Jan 07, 2008 22:59
I am by no means a morning person. I am even less a winter morning person. It seems entirely wrong to scramble out of bed while it's still dark and for the sun to rise over the TA building while I'm waiting for a bus. But that is what I'll have to do until I get my cycling legs back.
To distract myself, I've been carrying around the MP3 player I've had since well before they were fashionable. It has a memory capacity of all of 256Mb, mostly because it can't cope with the 2G card I bought it as a present. Filesystem agoraphobia or the rubbishness of FAT16, I'll be bound. This means that I've been chopping and changing the tracks on the device. If they transport me out of the tedium of trundling slowly through Lawrence Hill, they can stay. Otherwise, they're deleted as soon as I get home and replaced with the next hopeful. Thus far, Oasis and the Silicon Teens have been replaced by the Who Boys and Sketetal Family. AC/DC, Severed Heads, Boards of Canada and Robyn Hitchcock are through to the next round.
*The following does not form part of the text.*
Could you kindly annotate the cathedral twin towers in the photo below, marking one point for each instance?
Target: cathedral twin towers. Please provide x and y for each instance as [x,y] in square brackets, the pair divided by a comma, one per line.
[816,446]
Since I'm now surrounded by Apple kit, I should probably purchase one of their music players. However, I'm a contrary sod. Mind you, a deal of the OS X documentation reads like someone trying to explain Unix to aliens[1]. None of this 'Here's what a passwd file looks like; edit it with vi' or 'Bung yer timeservers in /etc/ntp.conf. Bosh. Sorted.', it's all 'serverAdmin -manglewurzel ftmpsh -trousers=false'. Which I suppose is jolly good in its own way, because it's a lot like Unix in much the same way that HP-UX is.
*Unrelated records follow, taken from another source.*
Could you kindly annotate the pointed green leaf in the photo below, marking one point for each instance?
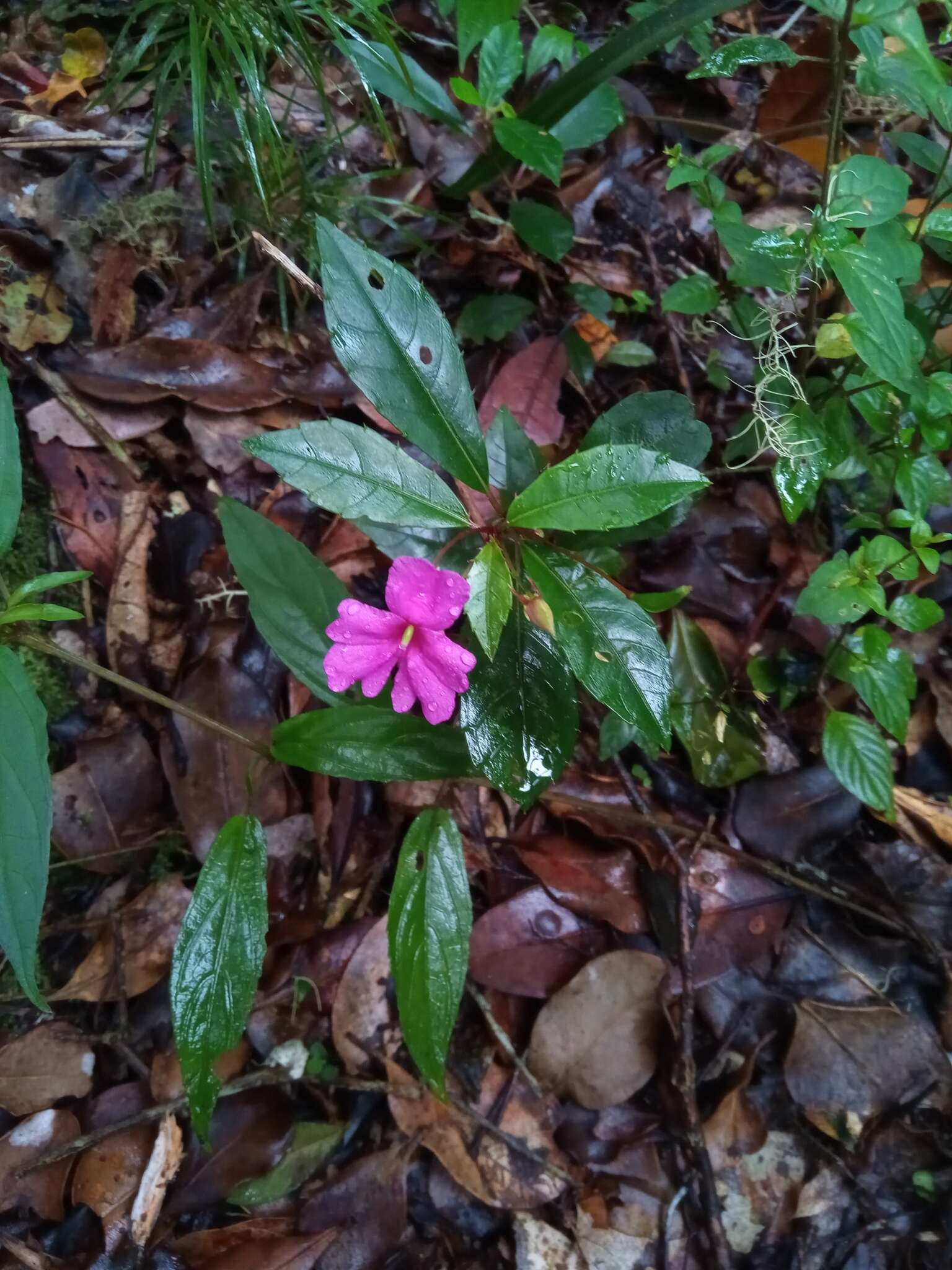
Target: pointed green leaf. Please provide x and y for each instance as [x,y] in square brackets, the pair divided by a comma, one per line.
[352,471]
[218,959]
[604,488]
[294,597]
[399,350]
[611,643]
[521,716]
[25,819]
[430,926]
On the other hand, it's a lot more like NeXTStep. Right down to the terminal working much the same way with drag & drop from the UI and Interface Builder lurking in the SDK like the ghost of GUIs past.
I wonder if there's a 'pock!' noise in the sound library?
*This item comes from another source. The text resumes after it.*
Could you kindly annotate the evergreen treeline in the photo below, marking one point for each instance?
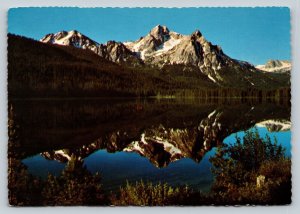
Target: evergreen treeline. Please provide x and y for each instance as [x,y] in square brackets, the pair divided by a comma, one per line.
[36,69]
[253,172]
[1] Damn. I knew there was something I'd forget. This resonates with me right now because I'm trying to read an enthnographic report on a software development team (provided by the splendid Jarkwoman, WMOMNBOLJ). Thus far it reads like aliens explaining hackers to other aliens. There's just no common ground (Actually there bloody well is. I keep meeting people with the hacker mindset in all sorts of non-spod places. I don't believe there's any particular excuse for failing to spot engineer/artist types anymore. Unless you're fucking stupid and annoying.) so the rituals of coffee, meetings and shouting at managers are explained as if they were the curious acts of some Pacific island cargo cult...
... Actually...
Anyway. The OS X documentation struck me in the same way. The cultural assumptions are missing. Which is a good thing if you realise it and re-examine those assumptions, but a bad one if you grouse about inadequate documentation and how Gentoo is clearly better.